294 Seiten, Dissertation Universität Erlangen-Nürnberg (2013), Softcover, A5

Zusammenfassung / Abstract

Mixed-integer semidefinite programming is an evolving field of research. Classical combinatorial optimization problems as well as various different applications can be modeled using semidefinite programs. One such application which can be modeled as semidefinite program (SDP) is the optimization of the topology of trusses.

Within a project of the Collaborative Research Center 805 - Control of Uncertainty in Load-Carrying Structures in Mechanical Engineering at TU Darmstadt active components need to be positioned in the truss. This positioning is done using binary variables and leads to mixed-integer semidefinite programs (MISDP).

We provide a code package for SCIP that uses the SDP solver DSDP and is able to solve general MISDPs. To the knowledge of the author, such a general solver was not available before. To demonstrate the generality of our software, we apply it to the Maximum Cut Problem and Truss Topology Design.

We introduce the required background from linear algebra and present different solving strategies for continuous SDPs.
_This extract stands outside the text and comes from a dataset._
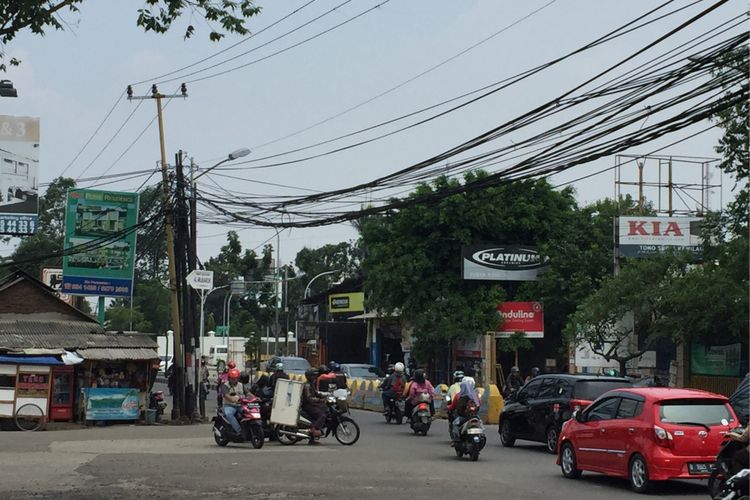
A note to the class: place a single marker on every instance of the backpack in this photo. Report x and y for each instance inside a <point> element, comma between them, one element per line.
<point>398,384</point>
Moreover, we discuss the specific problems when solving SDPs within a branch-and-bound algorithm.

Ideas to speed up the branch-and-bound process for MISDPs are also presented.Furthermore, we state a method for approximating the semidefinite cone and comment on the implementation.

Both applications are introduced and different models for numerous extensions are shown. Finally we present very detailed computational results.